Jesse emerges from the surf. Lovin’ the long trunks in khaki. And the leanly muscled bod. Flynn jogs past, and apologises for interfering the other day. Jesse is curt and tells him that what happens between Leah and him is none of Flynn’s business. Flynn says it’s difficult as Leah is carrying his baby. Jesse is quick to remind him that he’s Leah’s partner, and the surrogacy has made their relationship difficult. Jesse was so unlikeable earlier this year with his attitude to Alex, but I’m warming to him again, and he’s coming across well in this storyline. Frustrated and moody, but with a fair point. In fact good storyline all round, as the point of view of each of the four is understandable, and it’s interesting to see the dynamics changing.

Robbie, Tasha, Jade, and Seb are discussing the petition. The bell rings, and Seb suggests they get to assembly so as not to get ‘Jekylled’. Tasha is feeling nervous and guilty (so she should!) about Irene’s car, and Robbie tries to reassure her. You’re a better man than me Charlie Brown, because I wouldn’t have been able to resist a good ol’ ‘I told you so’.

Kirsty is in Mr Hyde’s office, and is quick to correct his ‘Miss Phillips’ with ‘Mrs’. Squee! He makes a genuine condolence about her miscarriage, but she is cool with him, making a barbed reference to his words a few weeks earlier about ‘kids having kids’. Hyde then moves on to the topic of Kim, and asks that since Kim will now be living under the same roof as Kirsty, she could keep him updated. She calls it like it is, and tells him she won’t be his spy, and excuses herself.

Kim has overslept, and as he comes out of his room getting ready for school, Irene nicely enough points out the pile of junk he left on the sofa. Nooo! Kim’s an inconsiderate house-guest? Colour me shocked. She tells an uneasy Kim she’s about to check out the car-wreck and say her goodbyes.

Flynn is lifting weights in the gym, and Leah walks up to him, coquettishly holding her bump. They talk about her and Jesse, and Leah sighs that Flynn’s the only one who understands where she’s at. Flynn feels Leah’s stomach, and they both make baby-talk at the bump, while a glowering Jesse looks on.

Floss and Alf chat, and Alf wants her to know he’s there if he can do anything to help. He’s talking in terms of bills and accomodation, but Floss pops the euthanasia question, making a veiled reference to someone who was going to help her with it, but ‘let her down’. Dammit Floss, what exactly is preventing you from just taking care of this matter yourself, instead of trying to involve people in an emotional and legal burden? Jeez, have ya heard of a cliff-ledge?
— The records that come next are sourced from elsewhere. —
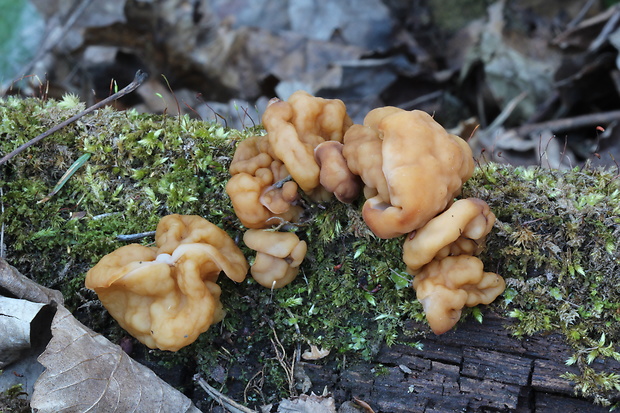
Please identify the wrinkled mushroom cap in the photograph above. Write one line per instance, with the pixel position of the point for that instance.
(362, 151)
(424, 167)
(278, 256)
(445, 286)
(335, 175)
(461, 229)
(257, 199)
(166, 296)
(245, 192)
(174, 230)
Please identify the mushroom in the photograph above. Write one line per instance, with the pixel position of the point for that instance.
(166, 295)
(297, 126)
(362, 151)
(424, 167)
(278, 257)
(461, 229)
(335, 175)
(445, 286)
(255, 188)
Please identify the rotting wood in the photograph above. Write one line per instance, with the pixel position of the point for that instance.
(474, 368)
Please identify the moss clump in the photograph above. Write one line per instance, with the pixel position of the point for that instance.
(556, 243)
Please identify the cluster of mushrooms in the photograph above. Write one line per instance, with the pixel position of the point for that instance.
(409, 168)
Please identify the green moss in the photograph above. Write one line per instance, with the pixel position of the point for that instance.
(555, 242)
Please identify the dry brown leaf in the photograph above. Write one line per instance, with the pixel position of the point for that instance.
(16, 318)
(86, 372)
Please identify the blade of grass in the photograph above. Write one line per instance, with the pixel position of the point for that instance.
(67, 175)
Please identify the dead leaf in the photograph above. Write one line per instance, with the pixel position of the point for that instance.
(86, 372)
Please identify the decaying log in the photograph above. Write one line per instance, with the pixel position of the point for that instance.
(474, 368)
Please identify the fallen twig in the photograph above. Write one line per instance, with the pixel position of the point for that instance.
(562, 125)
(137, 81)
(226, 402)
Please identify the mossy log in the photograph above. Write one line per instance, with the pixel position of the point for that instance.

Alf casually brings up the idea of euthanasia to Flynn, pretending he heard a radio-discussion on it. Flynn twigs that he’s spoken to Floss, and tells Alf she already approached him and Sally, but he’s not about to get involved.

Jesse intercepts Flynn, and tells him straight he was uncomfortable with how close he and Leah were looking earlier. Flynn is annoyed but agrees to keep his distance.

Irene unhappily surveys the car wreck. If the car is such a crumpled mess how did the three culprits manage to walk away with no more than one twisted ankle between them? A cop gives her some personal items they found in the car, among them a certain pair of glasses.

Jade is snotty with Kirsty that she didn’t help with the petition signatures. Kirsty says she had to see Kane who is going on a charter. Jade hisses that she has to tell him about the non-baby soon. Hyde walks in, and questions them about what the petition is for. Jade covers that they’re trying to organise a band. Hyde knows better and calls all three into his office. Jade argues for democracy, while Hyde smoothly corrects her that it’s a benign dictatorship. Heh. They are interrupted when a woozy looking Kirsty crumples to the floor in an impressively realistic looking faint.

Jade is on her soap-box in the school yard, and confirms to the students that the sit-in will go ahead.

Kirsty is at Flynn’s surgery. He questions her about the dates of her conception and miscarriage. She answers nervously, but he tells her that not only must she have got her dates mistaken, but she didn’t miscarry. She’s still pregnant. Kirsty looks floored.